Kementerian Pekerjaan Umum dan Perumahan Rakyat RI mendefinisikan bendungan sebagai "bangunan yang berupa tanah, batu, beton, atau pasangan batu yang dibangun selain untuk menahan dan menampung air, dapat juga dibangun untuk menampung limbah tambang atau lumpur." Bendungan adalah setiap penahan buatan, jenis urugan batu atau jenis lainnya, yang menampung air atau dapat menampung air baik secara alamiah maupun buatan, termasuk pondasi, bukit/ tebing tumpuan, serta bangunan pelengkap dan peralatannya. Dalam pengertian ini termasuk juga bendungan limbah galian tetapi tidak termasuk bendung dan tanggul. Dari segi konstruksi bendungan terdiri dari bendungan urugan dan bendungan beton. Bendungan urugan terdiri dari bendungan urugan serba sama (homogenous), bendungan urugan batu dengan lapisan kedap air di dalam tubuh bendungan (claycore rockfill dam, zone dam) dan bendungan urugan batu dengan lapisan kedap air di muka (concrete face rockfill dam).

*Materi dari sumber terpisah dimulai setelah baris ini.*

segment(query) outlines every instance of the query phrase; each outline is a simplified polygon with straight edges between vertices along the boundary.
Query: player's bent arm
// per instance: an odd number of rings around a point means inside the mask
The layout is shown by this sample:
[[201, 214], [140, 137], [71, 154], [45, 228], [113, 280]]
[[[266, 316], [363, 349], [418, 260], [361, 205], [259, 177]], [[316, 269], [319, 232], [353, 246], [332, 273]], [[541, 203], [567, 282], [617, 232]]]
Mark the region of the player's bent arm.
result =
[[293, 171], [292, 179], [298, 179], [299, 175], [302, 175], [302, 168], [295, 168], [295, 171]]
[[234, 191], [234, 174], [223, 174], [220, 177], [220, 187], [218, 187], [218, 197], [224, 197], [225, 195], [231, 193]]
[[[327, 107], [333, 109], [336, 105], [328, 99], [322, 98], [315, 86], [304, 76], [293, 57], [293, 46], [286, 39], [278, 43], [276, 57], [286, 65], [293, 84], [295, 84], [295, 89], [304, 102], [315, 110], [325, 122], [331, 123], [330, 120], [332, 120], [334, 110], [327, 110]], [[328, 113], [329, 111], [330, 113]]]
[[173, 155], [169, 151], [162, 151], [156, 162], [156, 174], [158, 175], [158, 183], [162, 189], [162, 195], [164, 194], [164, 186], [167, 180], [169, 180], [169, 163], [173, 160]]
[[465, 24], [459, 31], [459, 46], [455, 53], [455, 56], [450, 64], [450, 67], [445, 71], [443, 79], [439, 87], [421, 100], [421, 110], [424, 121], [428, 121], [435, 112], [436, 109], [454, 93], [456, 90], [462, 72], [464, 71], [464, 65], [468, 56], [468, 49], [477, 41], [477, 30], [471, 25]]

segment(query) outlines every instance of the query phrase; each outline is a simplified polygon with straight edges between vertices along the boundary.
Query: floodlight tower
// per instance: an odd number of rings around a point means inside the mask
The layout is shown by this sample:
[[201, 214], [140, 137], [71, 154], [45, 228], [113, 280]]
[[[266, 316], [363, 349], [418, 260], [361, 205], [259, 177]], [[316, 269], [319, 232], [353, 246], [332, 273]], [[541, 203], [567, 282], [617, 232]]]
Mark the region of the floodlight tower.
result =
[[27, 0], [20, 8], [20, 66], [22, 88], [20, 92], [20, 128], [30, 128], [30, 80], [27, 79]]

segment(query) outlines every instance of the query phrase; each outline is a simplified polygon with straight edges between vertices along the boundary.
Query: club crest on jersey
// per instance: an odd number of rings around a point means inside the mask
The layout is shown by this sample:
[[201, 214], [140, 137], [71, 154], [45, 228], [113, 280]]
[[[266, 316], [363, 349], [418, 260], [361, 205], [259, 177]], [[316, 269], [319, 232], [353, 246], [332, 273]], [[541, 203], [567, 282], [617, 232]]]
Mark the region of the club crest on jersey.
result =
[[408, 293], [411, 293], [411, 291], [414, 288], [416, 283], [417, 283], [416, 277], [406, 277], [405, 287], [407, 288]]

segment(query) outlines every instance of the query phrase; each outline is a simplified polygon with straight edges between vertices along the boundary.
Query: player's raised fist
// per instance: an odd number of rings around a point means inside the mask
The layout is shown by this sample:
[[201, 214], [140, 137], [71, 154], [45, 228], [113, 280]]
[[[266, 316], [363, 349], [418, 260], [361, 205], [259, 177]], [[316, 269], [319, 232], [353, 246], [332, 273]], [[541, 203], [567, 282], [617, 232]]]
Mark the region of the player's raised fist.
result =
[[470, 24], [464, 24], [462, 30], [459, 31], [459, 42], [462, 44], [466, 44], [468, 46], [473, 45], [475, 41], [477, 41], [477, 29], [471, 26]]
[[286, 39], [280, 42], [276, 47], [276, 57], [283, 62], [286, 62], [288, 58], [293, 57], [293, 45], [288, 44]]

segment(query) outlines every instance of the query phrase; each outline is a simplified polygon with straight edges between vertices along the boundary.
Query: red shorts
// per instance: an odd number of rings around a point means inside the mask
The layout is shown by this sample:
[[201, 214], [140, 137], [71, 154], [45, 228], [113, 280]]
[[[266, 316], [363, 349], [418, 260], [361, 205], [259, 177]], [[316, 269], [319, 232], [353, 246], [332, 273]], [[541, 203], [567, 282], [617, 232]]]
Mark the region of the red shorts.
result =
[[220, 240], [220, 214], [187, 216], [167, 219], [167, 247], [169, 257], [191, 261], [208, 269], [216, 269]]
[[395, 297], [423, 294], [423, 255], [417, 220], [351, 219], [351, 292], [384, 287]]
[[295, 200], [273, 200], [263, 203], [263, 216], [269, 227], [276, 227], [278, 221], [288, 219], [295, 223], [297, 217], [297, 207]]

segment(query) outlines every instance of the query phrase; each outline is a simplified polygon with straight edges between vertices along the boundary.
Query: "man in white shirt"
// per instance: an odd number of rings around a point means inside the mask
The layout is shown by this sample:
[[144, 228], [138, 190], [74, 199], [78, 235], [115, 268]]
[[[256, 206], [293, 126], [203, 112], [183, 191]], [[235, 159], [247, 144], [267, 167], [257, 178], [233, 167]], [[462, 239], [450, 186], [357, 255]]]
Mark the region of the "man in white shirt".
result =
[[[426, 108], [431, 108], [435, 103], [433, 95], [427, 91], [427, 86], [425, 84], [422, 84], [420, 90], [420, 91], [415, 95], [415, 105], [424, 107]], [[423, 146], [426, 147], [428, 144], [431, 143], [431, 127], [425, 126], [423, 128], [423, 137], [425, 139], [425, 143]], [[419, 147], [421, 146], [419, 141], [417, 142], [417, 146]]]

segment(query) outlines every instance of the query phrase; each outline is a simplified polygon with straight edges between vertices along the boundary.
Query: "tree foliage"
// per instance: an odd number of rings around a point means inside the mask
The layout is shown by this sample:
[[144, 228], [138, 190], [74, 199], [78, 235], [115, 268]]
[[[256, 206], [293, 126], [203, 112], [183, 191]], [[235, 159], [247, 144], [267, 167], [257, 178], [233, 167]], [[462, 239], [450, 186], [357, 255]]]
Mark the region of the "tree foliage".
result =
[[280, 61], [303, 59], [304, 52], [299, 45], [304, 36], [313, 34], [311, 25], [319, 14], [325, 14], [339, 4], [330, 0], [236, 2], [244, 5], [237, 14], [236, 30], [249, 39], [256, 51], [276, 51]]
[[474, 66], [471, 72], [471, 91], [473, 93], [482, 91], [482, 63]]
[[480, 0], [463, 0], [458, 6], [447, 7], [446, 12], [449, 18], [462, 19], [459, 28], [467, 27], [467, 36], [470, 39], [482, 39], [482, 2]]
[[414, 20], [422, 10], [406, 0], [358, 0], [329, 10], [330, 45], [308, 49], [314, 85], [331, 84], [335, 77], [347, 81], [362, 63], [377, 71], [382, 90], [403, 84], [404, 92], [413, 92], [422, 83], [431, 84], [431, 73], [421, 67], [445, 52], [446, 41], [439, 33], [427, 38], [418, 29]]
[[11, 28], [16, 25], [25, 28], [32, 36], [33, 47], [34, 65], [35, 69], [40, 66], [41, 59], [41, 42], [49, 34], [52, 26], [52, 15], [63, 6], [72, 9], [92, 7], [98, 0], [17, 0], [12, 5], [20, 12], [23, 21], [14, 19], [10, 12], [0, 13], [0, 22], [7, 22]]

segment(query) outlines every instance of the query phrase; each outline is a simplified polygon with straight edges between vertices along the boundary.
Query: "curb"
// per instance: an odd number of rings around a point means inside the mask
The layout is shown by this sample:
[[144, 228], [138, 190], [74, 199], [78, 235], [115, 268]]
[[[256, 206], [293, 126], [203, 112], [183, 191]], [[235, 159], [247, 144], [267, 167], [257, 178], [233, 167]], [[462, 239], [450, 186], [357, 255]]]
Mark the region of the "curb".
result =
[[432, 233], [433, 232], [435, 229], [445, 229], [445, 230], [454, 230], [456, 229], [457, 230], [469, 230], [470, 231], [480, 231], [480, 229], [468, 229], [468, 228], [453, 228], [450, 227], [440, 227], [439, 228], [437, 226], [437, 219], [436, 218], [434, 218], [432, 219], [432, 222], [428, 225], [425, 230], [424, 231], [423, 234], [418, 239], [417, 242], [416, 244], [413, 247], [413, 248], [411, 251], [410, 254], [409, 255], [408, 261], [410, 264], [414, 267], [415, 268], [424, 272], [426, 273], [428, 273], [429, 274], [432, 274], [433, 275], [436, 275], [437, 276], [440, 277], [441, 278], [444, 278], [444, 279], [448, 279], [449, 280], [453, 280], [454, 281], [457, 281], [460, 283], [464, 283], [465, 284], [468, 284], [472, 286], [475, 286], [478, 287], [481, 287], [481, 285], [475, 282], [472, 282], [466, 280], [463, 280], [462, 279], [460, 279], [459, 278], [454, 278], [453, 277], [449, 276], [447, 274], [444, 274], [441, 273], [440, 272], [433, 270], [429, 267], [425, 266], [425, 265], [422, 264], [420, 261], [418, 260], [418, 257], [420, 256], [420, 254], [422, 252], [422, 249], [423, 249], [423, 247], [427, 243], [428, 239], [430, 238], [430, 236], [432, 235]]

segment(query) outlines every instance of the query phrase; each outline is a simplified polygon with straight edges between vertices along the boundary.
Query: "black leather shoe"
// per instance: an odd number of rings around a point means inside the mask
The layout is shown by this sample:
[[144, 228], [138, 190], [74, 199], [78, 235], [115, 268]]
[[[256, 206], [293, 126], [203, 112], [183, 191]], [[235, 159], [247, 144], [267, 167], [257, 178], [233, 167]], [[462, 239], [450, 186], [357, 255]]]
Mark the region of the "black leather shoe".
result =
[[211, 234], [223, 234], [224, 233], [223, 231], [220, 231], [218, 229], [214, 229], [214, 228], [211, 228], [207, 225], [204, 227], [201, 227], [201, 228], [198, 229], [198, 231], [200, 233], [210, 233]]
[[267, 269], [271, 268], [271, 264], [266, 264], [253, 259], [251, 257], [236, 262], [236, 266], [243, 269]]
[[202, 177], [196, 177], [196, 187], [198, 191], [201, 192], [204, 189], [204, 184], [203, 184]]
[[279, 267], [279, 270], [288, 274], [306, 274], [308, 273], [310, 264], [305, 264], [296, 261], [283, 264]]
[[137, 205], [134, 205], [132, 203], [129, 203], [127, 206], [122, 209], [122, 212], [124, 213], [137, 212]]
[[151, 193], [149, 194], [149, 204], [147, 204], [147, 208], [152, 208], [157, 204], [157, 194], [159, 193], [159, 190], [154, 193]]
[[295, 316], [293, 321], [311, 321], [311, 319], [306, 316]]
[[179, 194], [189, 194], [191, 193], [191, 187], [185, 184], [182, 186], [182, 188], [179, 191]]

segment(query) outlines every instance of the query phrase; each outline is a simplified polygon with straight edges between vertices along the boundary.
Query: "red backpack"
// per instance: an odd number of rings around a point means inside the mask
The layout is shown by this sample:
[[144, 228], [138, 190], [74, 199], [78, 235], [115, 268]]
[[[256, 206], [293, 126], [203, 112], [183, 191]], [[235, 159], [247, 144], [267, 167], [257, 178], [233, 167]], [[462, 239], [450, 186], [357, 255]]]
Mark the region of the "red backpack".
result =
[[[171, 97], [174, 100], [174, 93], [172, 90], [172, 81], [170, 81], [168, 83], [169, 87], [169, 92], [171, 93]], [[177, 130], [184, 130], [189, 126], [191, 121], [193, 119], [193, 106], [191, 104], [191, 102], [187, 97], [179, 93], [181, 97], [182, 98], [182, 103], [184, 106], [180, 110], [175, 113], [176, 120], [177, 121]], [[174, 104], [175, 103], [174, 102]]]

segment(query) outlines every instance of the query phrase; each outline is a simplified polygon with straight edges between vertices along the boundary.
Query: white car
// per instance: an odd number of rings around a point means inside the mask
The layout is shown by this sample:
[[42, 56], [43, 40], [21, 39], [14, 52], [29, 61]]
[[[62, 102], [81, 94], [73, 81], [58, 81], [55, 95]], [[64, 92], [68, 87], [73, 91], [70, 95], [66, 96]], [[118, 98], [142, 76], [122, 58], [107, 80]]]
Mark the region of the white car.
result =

Sedang bendungan beton terdiri dari bendungan beton berdasar berat sendiri (concrete gravity), bendungan beton dengan penyangga (buttress dam), bendungan beton berbentuk lengkung (concrete arch dam), dan bendungan beton berbentuk lebih dari satu lengkung (multiple arch dam).
Bendungan Jatiluhur dibangun sejak tahun 1957. Terletak di Kecamatan Jatiluhur, Kabupaten Purwakarta, Jawa Barat, pada daerah aliran sungai Citarum seluas 4.500 km2. Peletakan batu pertamanya dilakukan oleh Presiden Pertama RI, Ir Soekarno dan diresmikan oleh Presiden Soeharto pada 26 Agustus 1967. Selama pelaksanaan, proyek pembangunan bendungan ini bernama “Jatiluhur Multipurpose Project” dan setelah selesai bernama Bendungan dan Pembangkit Listrik Juanda, untuk mengenang peran perdana menteri terakhir Indonesia Ir. H.R. Djoeanda Kartawidjaja dalam terwujudnya pembangunan bendungan yang menelan dana sekitar US$ 230 juta. Jatiluhur adalah bendungan terbesar di Indonesia, dengan genangan air seluas ± 83 km2 dan keliling waduk 150 km, pada elevasi muka air normal +107 m di atas permukaan laut. Pembangunan Jatiluhur dimaksudkan untuk keperluan irigasi, listrik, pasokan air baku, pengendalian banjir, penggelontoran air sungai yang melintasi kota, dan perikanan darat, serta pariwisata.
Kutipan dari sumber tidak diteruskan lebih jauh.